Chapitre 3

121 10 2
                                    

Le domaine des Ausbourg prenait racine au sein d'une forêt de feuillus qui peuplait une vaste portion du vallon, dissimulé de chaque regard indiscret. Le patriarche avait mis un point d'honneur à acquérir une demeure éloignée de toute agitation afin d'élever ses enfants dans un cadre bucolique. Il s'était déniché cette antique bâtisse perdue en territoire boisé qu'un vieil aristocrate aux airs d'ermite avait autrefois occupé avant de sombrer dans la ruine et la solitude.

L'immense maison de maître évoquait les traits majestueux d'un châtelet, empruntant son esthétique à l'élégance de la Renaissance. Sa façade en plâtre d'un pâle éclat témoignait d'une délicate sobriété, tandis que ses poivrières coiffées d'ardoise rappelaient les gracieuses tours qui s'élèvent aux abords des prestigieux châteaux de la Loire.

La noble demeure se répartissait sur deux étages, auxquels s'ajoutaient combles dont l'usage était exclusivement réservé au personnel domestique, ainsi qu'un sous-sol dévolu aux cuisines.
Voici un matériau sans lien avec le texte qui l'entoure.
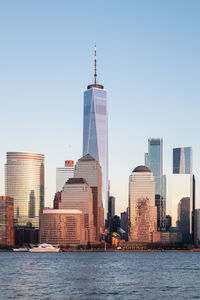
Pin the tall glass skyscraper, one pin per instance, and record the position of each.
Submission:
(183, 192)
(95, 130)
(154, 161)
(24, 182)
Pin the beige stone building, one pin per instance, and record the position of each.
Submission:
(89, 169)
(77, 194)
(142, 209)
(63, 227)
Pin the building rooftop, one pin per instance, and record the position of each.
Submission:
(62, 211)
(141, 169)
(87, 157)
(76, 181)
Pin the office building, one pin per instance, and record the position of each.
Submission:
(142, 209)
(183, 219)
(197, 226)
(89, 169)
(182, 160)
(24, 182)
(183, 193)
(111, 209)
(154, 161)
(63, 227)
(95, 130)
(77, 194)
(6, 221)
(63, 174)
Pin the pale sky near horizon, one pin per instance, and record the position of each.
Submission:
(147, 60)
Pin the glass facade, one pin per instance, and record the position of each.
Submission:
(183, 197)
(182, 160)
(24, 181)
(154, 161)
(95, 132)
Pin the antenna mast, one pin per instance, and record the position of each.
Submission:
(95, 65)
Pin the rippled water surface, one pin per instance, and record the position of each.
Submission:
(116, 275)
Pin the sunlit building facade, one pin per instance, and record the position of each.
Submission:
(24, 182)
(95, 130)
(77, 194)
(6, 220)
(63, 174)
(63, 227)
(89, 169)
(142, 209)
Le rez-de-chaussée, véritable épicentre de la vie sociale, abritait avec faste la salle à manger, le salon, mais également une somptueuse salle de réception ou de bal. Le premier étage, quant à lui, se dédiait aux espaces intimes des jeunes filles, comprenant leurs chambres, salles de bain, cabinets de toilette, bureaux et une ravissante bibliothèque bien garnie. Enfin, le dernier étage offrait les appartements privés du couple, agrémentés de pièces polyvalentes telles que des espaces de rangement, de lecture ou de comptabilité.
Madame Ausbourg se réservait un boudoir personnel, où elle s'attelait à l'administration méticuleuse des comptes et à la gestion minutieuse des précieux vignobles. Monsieur Ausbourg, conscient de l'ampleur des responsabilités inhérentes aux affaires familiales et dépourvu d'un héritier mâle pour perpétuer sa lignée, ne pouvait assumer seul ces charges. C'est pourquoi il encourageait avec bienveillance Esther, dont l'esprit s'épanouissait dans les arcanes des mathématiques, à prêter main-forte à sa mère dans cette tâche complexe, ce qui ne manquait pas de remplir d'orgueil la jeune fille.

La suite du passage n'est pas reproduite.